Desde que está nuestro ejército en España, el obispo de Vique y sus capellanes han sido mártires de su zelo

por

la religion ; el valiente Pablo Miralles ha sido trucidado por los soldados de Mina, y la ciudad de Barcelona presenta ahora el horroroso cuadro de todas las atrocidades que se vieron en Francia en 1793.

No cabe duda que ese terror que inspiran los revolucionarios , y la seguridad que ellos tienen para sí y para sus propiedades, son la causa de sus nuevos crímenes, y de la prolongacion de la guerra.

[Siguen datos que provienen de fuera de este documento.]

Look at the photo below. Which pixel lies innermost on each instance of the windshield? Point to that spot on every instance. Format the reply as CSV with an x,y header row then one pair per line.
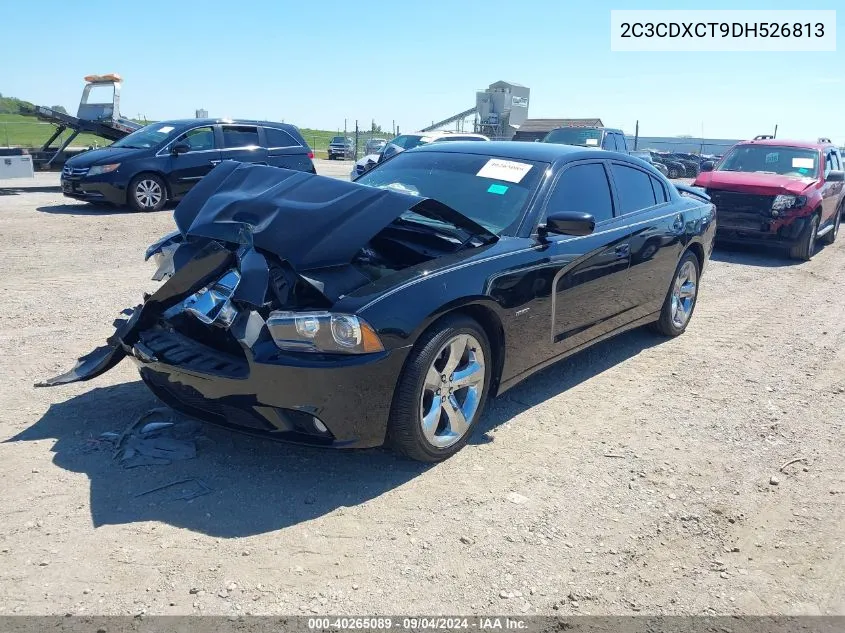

Aragon y castilla la vieja ya estaban libres del yugo revo lucionario, S. A. R. el duque de Angulema estaba para entrar en Madrid cuando Mina echó la siguiente proclama en Cataluña.

« Artículo 1.0 Seran fusilados irremisiblemente y al instante que se les prenda todos los que hayan sido miembros de alguna junta , sociedad ó corporacion cualquiera opuesta al actual sistema de gobierno , y los que hayan alistado hombres, ó conspirado contra la constitucion.

« Art. 2.0 Cualquier pueblo en què se toque á rebato contra las tropas constitucionales ó algun individuo de ellas, será incendiado hasta que venga reducido á pavesas y no quede en él piedra sobre piedra. »

Al mismo tiempo el general Villacampa hacia publicar en Sevilla otra proclama que tambien contiene ( en frase del periódico oficial de los liberales franceses ) unas providencias muy decisivas.